Tufts: I can’t imagine what it must feel like to do that. I have this empathy for her. We’ve all gone through heartbreak. That must have been a big one. I can’t imagine standing in front of thousands of people and trying relive that. When I go on tour, if I’m going through shit, I get to escape that. She has to live in it.
Standell-Preston: I found that on Flourish/Perish when we were touring it without Katie, Katie having left the band. Singing together a song about her leaving, it was really sad some nights; it was really hard some nights. But the lyrics that I wrote on this record, I don’t really delve into sadness. I delve into liberation and overcoming things. It’s empowering for me to sing about it. It’s the emotion I was trying to go for on the record. Freeing. Liberating.

Paste: I was curious listening to it. I couldn’t tell if writing was act of you having worked through it or you currently working through it.
Standell-Preston: It was me working through it in a way where I wanted to be stronger. I wanted to have strength over it.
Tufts: I’ve seen you working through it for years. This isn’t the point where you all of a sudden started writing lyrics about these things. It didn’t feel like you were in it anymore. Something switched and you were writing about these things. When we were tracking, you said you couldn’t wait for it to finally be out and pressed on a physical record. It puts it so much behind you when you’ve risen above all the crazy stuff that happens.
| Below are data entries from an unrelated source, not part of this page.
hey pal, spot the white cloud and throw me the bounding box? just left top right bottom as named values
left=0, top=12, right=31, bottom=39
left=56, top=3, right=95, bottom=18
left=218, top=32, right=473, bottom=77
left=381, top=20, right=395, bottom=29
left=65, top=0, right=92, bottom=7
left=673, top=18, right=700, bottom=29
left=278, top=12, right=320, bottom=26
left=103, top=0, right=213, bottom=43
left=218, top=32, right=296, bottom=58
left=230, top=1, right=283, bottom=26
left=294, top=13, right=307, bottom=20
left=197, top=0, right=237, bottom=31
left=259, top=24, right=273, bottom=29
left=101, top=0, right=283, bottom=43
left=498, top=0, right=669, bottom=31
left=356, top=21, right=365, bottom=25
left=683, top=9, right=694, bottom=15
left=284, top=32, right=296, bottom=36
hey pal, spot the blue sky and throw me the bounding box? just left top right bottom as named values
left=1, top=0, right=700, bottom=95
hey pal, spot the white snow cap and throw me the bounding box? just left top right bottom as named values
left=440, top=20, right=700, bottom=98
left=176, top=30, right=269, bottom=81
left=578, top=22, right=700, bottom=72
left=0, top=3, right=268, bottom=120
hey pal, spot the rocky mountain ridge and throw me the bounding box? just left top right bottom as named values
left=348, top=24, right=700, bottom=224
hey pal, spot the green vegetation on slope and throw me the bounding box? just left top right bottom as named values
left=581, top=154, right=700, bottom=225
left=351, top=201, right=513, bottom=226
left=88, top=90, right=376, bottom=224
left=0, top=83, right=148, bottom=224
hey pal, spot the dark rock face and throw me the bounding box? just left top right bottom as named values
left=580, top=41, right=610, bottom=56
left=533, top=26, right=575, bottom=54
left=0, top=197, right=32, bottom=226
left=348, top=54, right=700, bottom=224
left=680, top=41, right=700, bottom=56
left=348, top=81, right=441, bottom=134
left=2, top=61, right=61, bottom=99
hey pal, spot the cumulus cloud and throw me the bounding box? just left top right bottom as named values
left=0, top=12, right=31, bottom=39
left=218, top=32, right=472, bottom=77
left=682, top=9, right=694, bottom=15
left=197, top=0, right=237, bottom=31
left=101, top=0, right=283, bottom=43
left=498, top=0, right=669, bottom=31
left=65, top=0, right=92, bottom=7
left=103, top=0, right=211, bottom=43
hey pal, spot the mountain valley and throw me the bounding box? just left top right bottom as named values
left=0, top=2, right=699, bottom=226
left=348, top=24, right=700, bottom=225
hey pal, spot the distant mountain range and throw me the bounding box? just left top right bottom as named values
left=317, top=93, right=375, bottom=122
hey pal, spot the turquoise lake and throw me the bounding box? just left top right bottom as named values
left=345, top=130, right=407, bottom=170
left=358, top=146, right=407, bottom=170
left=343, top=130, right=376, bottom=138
Paste: I think one of the greatest lies in life is that we don’t have themes, that something isn’t a part of you even when you get over it.
Standell-Preston: Yeah. We repeat a lot of the same mistakes over and over again. It just depends on how you look at it. I feel like I overcame a lot. But it’s still within me. Your experiences never really leave you. You just decide a perspective.
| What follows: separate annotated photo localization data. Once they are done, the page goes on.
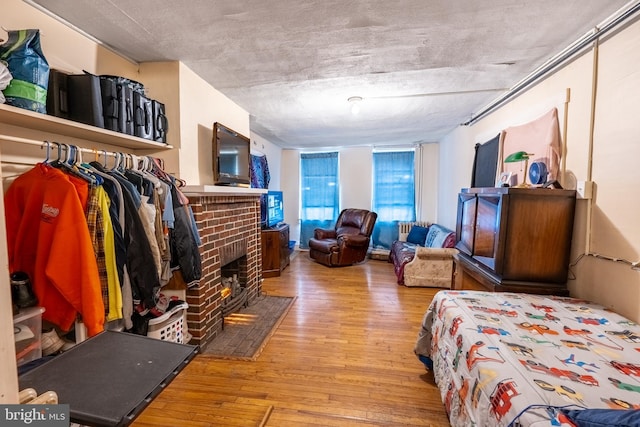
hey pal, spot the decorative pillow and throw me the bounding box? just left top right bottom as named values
left=424, top=224, right=455, bottom=248
left=406, top=226, right=429, bottom=245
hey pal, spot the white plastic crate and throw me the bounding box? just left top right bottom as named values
left=147, top=302, right=188, bottom=343
left=14, top=306, right=45, bottom=366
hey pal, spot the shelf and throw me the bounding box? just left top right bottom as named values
left=182, top=185, right=266, bottom=196
left=0, top=103, right=173, bottom=150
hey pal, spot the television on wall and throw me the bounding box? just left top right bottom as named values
left=265, top=190, right=284, bottom=228
left=212, top=122, right=250, bottom=186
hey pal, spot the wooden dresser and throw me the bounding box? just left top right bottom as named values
left=261, top=223, right=290, bottom=278
left=453, top=187, right=576, bottom=295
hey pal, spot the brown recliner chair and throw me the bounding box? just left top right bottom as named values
left=308, top=209, right=378, bottom=267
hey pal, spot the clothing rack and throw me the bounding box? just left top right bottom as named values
left=0, top=134, right=160, bottom=169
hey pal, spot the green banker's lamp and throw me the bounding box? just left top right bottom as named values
left=504, top=151, right=534, bottom=188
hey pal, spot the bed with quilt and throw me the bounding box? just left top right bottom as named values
left=415, top=290, right=640, bottom=427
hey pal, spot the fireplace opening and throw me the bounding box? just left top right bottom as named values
left=221, top=256, right=248, bottom=320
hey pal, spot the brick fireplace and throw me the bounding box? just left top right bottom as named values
left=183, top=187, right=265, bottom=347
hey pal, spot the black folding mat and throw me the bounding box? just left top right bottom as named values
left=19, top=330, right=198, bottom=427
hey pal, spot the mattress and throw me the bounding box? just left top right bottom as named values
left=415, top=290, right=640, bottom=426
Paste: There’s a line that really got to me from “Taste:” “We experience the love that we think we deserve.”
Standell-Preston: That’s actually advice that Austin gave me. We were talking about my mother. My mom had a lot of shitty boyfriends while I was growing up. Austin was like, “We experience the love that we think we desire.” I was like, whoa, that’s totally true. We put ourselves through the kind of relationship we think we desire.
Tufts: That theme hit home for me. The book, The Perks of Being a Wallflower, that was one of the things that his girlfriend said to him. We accept the love we think we desire. That was a beautiful thought. It’s so true. Your self-worth and how you feel about yourself totally defines the love that you search out. I thought that was beautiful.

Paste: We did deep and dark. And we overcame. So on the flipside: what’s making you the happiest right now?
Tufts: Geothermic hot tubs!
Standell-Preston: The hot pools here make me so happy!
Smith: The little touring crew, we have the best time. We get along so well. We rip across the world. Three years. We know how to keep ourselves happy and laughing. Touring is one big joke the whole time.